Aromatic beads for cigarettes, sachets of tobacco, nicotine... These products are causing more and more poisoning, mainly among children and adolescents, warns the National Agency for Food Safety and Health. environment and work (ANSES), in a toxicovigilance report published this Thursday, November 30, calling for “particular vigilance” on nicotine sachets.

Not only does the offer of tobacco products, related products - without tobacco but with nicotine - or flavorings for tobacco products "continue to diversify", but "older, even prohibited, products are also consumed : chewing tobacco and snus (tobacco in sachets for oral use),” specifies the health agency.

A review of calls to poison control centers between the beginning of 2017 and the end of 2022 for these five products showed that the number of calls “has continued to increase since 2020” for nicotine sachets, snus and aromatic beads, according to Anses. “Children and adolescents are the main victims,” she notes.

For nicotine or snus sachets, poisonings, sometimes with severe syndromes (prolonged vomiting with risk of dehydration, convulsions in particular), mainly concern 12-17 year olds, after “intentional” consumption. Recently appearing, tobacco-free nicotine sachets contain, in a permeable fabric, polymer fibers impregnated with nicotine and slip between the lip and the gum. Despite a similar presentation, they differ from snus, banned in Europe, except Sweden.

Given a number of cases “probably underestimated” and “significant advertising on social networks targeting young people”, ANSES considered it “urgent to raise awareness among the educational community, health professionals and those around young people of the risks » immediate, but also nicotine dependence. Calling for “vigilance” on nicotine sachets “made very attractive for young people”, the coordinator of the study, Cécilia Solal, urged “a regulatory framework for these products”, until then without “clear status” nor “no control”.
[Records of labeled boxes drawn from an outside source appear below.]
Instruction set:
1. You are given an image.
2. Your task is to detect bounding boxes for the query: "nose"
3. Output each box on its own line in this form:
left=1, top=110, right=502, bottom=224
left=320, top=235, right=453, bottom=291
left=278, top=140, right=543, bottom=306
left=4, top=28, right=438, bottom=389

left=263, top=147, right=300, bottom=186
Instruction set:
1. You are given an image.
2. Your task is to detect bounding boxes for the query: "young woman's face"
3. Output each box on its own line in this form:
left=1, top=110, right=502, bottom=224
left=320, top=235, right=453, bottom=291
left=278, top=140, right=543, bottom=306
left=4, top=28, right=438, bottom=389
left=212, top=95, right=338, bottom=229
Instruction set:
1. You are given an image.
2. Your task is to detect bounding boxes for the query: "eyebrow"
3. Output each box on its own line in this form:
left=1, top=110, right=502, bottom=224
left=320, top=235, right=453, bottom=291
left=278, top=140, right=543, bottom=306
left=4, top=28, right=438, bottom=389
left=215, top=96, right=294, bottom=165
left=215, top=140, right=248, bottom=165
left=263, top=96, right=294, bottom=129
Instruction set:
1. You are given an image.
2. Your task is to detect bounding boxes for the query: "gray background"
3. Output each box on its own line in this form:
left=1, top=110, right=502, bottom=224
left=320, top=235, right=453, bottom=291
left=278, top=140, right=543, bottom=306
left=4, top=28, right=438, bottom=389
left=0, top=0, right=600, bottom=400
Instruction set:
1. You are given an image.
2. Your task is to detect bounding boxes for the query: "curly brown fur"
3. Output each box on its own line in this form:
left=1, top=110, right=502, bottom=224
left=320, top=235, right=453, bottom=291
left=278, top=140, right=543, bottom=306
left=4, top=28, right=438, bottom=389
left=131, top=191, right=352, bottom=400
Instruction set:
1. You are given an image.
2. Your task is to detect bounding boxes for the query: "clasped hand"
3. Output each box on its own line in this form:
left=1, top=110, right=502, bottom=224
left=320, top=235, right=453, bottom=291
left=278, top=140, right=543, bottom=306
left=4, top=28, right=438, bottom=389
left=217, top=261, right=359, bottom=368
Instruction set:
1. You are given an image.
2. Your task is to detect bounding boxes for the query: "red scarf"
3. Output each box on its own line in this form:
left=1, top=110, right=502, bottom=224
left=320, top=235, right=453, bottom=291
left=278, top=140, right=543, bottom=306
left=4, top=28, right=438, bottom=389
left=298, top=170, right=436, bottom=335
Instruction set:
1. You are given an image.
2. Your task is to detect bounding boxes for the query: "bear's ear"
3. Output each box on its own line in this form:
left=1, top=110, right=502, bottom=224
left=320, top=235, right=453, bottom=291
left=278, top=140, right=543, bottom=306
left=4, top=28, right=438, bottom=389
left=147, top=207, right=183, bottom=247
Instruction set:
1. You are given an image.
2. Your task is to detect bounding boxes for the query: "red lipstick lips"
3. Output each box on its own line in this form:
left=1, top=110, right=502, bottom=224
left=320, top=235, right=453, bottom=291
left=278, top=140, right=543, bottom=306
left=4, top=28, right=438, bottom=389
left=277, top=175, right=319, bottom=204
Children have also been poisoned - generally not seriously but around ten ended up in hospital - after accidental ingestion of chewing or heating tobacco. ANSES also reports “a new source of domestic accidents with aromatic beads” to be inserted in the cigarette filter, born from a diversion of the ban on aromas for cigarettes or hand-rolling tobacco.

From three in 2020, calls to Poison Control Centers concerning these products increased to 86 in 2022, in three quarters of cases for children under three years old. It was “always accidental ingestions”, also involving adults who mistook these beads for candy or sucked in a poorly inserted ball. As “the packaging of these products includes fruit designs in bright colors and is not equipped with a safety closure”, ANSES calls for a less attractive presentation.